Wednesday, April 21, 2010

What Does Cm Look Like At Implantation

Dishes (fiction)

Today, my work, I wanted to wash my dishes. So I coated sponge the soap mixture, then slapped three times on my right shoulder. Surprised, I found myself face to face with a plump woman who m'invective thus: "Spencer, what do you think you do." For answer, I offer him my best smile and I answer candidly: "I wash my dishes, Ms. St-Louis." The official

me a tip sheet worn on the wall adjacent to the sink and she said her words tapes, "Mr. Spencer, you must fill out the form: name, registration number and time of use". The conditions are can not be clearer, but why on earth did I not think of that? I find myself shrug and turn the palms of my hand up, having vainly searched my pockets for a pencil obey the instructions of the old bitch. The main interested stares at me and tells me that if I want a pencil, I have to fill the requisition form C-45 - office equipment, send it to the head of my department through the internal mail and fax a copy of my application to the secretary responsible for procurement.

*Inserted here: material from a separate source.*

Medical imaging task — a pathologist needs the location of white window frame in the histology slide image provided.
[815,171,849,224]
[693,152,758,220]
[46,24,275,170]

Exasperated, I asked him politely nonetheless lend me his to simplify things, what she adamantly refuses. I feel the anger go to my head and I loose the plate in the sink, which does not fail to shock the official cretins deep. I frown and I set off hostilities forehead
- "Have you had a bad night yesterday, Irene? Is forgot your consent form to make advances to Patrick? You could not sleep together because a notary opened at eleven o'clock in the evening? "
-" If you continue like that Roch is a censure motion that you will receive. "
-" Let me wash my dishes in peace, if you insist that much to your form, I'll fill it later "
-" You'll still be forgotten, like the time you have made advances to your boss without seeking permission. I do not like your attitude, you're always trying to screw up the system, people like you can not function in society. "
Irene had said one word too many and anger overcame me slowly turned into a boiling rage. I took the poster on the wall and slowly, I sprayed soap, then I washed my plate with. Subsequently, taking great care of the belligerent stare, I crumpled the poster between my fingers and I launched into the trash. Then I "escaped" sparkling clean my plate on the floor of the cafeteria by putting emphasis on the word "Oops". I searched the eyes of Irene and I told him to mockingly "Dear Irene, you should fill out a consent form, the caretaker must clean the cafeteria, there is a broken plate here. I can not do it myself when I have a grievance. Since you have a pencil, I guess you'll take thee. After all, you're so helpful!